Ecologist Pandurang Hedge, who lives in Sirsi nearby, says he came to Karwar regularly once upon a time just to feast on its staple Konkani shellfish varieties, rice bakri (thin crusted rice-rotis) and shagoti (chicken in gravy) and the wild spice fish curry served with boiled rice at the city's most famous landmark—Amruth Hotel. "But now Amruth serves everything from chicken Manchurian and fish tikka, to fried rice and butter chicken masala. The Punjabification of food is an indicator of the changes the city has seen," he says.

Local editor Ashok Hasyagar says that Kaiga saw an influx of 8,000 families and Seabird brought another 3,000 in its first phase. A vegetarian, he came to Karwar as an employee of the caustic soda factory in 1975. "I struggled at that time because we did not get vegetables and milk in Karwar. Fish was the staple and fish-eaters hardly needed another calcium supplement. But now we have three streets selling vegetables and milk," he says. The same, he points out, is true of sweets—they came in with the Gujaratis and Marwaris, and almost swept away kaju miji, a local sweet made of jaggery and ginger.

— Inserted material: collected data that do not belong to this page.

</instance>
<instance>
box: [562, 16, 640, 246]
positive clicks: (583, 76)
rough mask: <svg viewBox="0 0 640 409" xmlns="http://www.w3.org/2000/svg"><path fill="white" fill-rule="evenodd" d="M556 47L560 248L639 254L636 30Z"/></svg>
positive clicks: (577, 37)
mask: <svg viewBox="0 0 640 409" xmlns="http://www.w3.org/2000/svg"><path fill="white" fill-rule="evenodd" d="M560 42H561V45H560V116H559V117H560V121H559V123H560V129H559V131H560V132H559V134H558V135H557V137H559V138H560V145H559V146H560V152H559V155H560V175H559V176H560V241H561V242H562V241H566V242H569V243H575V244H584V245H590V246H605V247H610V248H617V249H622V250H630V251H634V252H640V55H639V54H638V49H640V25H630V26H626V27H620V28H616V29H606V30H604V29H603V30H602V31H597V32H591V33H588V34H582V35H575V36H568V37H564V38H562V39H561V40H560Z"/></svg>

S.R. Neelavar, the 87-year-old patriarch who started Amruth, admits to having diversified, but swears by the authenticity of his Konkani dishes. "I was inspired to start Amruth in October 1978 after the shagoti and rice bakri that I used to sell in Karwar twice a day, on my cycle, became very popular. Then, my wife Amruti was the cook. Now we have grown big, but my wife still keeps an eye on the cooking." To prove the point, he treats us to some delightful estuarian fried fish, a rare variety found where the river Kali meets the sea, and bangda (mackerel) curry rich with coconut milk, another important ingredient of this coastal cuisine.

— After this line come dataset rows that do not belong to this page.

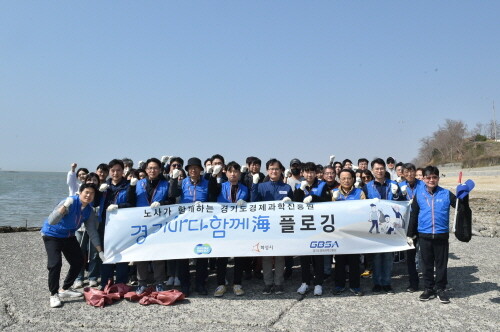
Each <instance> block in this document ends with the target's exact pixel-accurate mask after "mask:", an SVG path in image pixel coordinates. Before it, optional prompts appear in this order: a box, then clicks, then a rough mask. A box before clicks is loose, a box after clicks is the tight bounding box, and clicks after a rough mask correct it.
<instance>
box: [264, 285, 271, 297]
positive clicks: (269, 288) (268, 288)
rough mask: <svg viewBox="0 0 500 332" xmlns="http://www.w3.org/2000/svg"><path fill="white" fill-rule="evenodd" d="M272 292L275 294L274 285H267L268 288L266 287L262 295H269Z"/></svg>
mask: <svg viewBox="0 0 500 332" xmlns="http://www.w3.org/2000/svg"><path fill="white" fill-rule="evenodd" d="M272 292H273V286H272V285H266V287H264V290H263V291H262V294H264V295H269V294H271V293H272Z"/></svg>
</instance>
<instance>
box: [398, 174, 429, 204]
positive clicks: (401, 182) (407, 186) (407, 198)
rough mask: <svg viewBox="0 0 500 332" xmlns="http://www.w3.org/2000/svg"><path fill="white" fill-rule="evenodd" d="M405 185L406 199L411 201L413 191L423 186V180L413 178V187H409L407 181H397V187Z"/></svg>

Neelavar is a Daivagna Brahmin, traditionally a goldsmith. Just as the cuisine seems to be under attack, the jewellery, too, is facing pressure from competitors. "Karwar-style jewellery has a very special place but with Bengali goldsmiths coming into town, their style has begun to dominate, and perhaps their fish masala too," says Deepak Shenvi, a jewellery exporter.

But nobody can take away the teesra sukka (a small clam) delicacies from the Karwar people. This is evident when you visit the fisherfolk of the Kali riverbed. "We prepared teesra biriyani yesterday," say members of the Waingankar family. But Ashok Hasyagar rings an alarm bell: "Land erosion, sand mining and Seabird's break-water wall to stop waves have altered the undercurrent, and affected the abundance of shell fish."

A good number of the Saraswat Brahmins, another important community in the Karwar region, have migrated to Maharashtra. But their food survives, as we discovered at Shweta Homely Food, run by Shyam Sundar Basrur, a Chitrapur Saraswat. He served us delicious thoy, a yellow dal tempered with coconut oil and mustard and solkadi, a drink made of kokam and coconut milk, which tastes divine after a good karli or surmai fish curry. There are other wonderful fish curries, but also Chinese fried rice and kebabs. "We added chicken and mutton to cater to the demands of my clients, mostly bank and government officials transferred here," explains Shyam.

Amidst this torrent of seafood, there is a small pocket in Karwar untouched by fish, called Habbuwada. The Habbus are strict vegetarians who migrated from Bijapur during the Adil Shahi reign. In this 'wada', the talk is about rice porridge, the spicy saru, local greens, papaya, cucumber and sweet gourd. "Other vegetables were alien to us until recently," says Ramachandra Habbu, a college principal.

Tagore, who visited Karwar in 1873, when his uncle was the first Indian judge in the area, wrote of the sea beach: "It reflects the joy of the infinite and thus draws us to lose ourselves in it." But the universe of Konkani cuisine is not exactly infinite, at least not any more.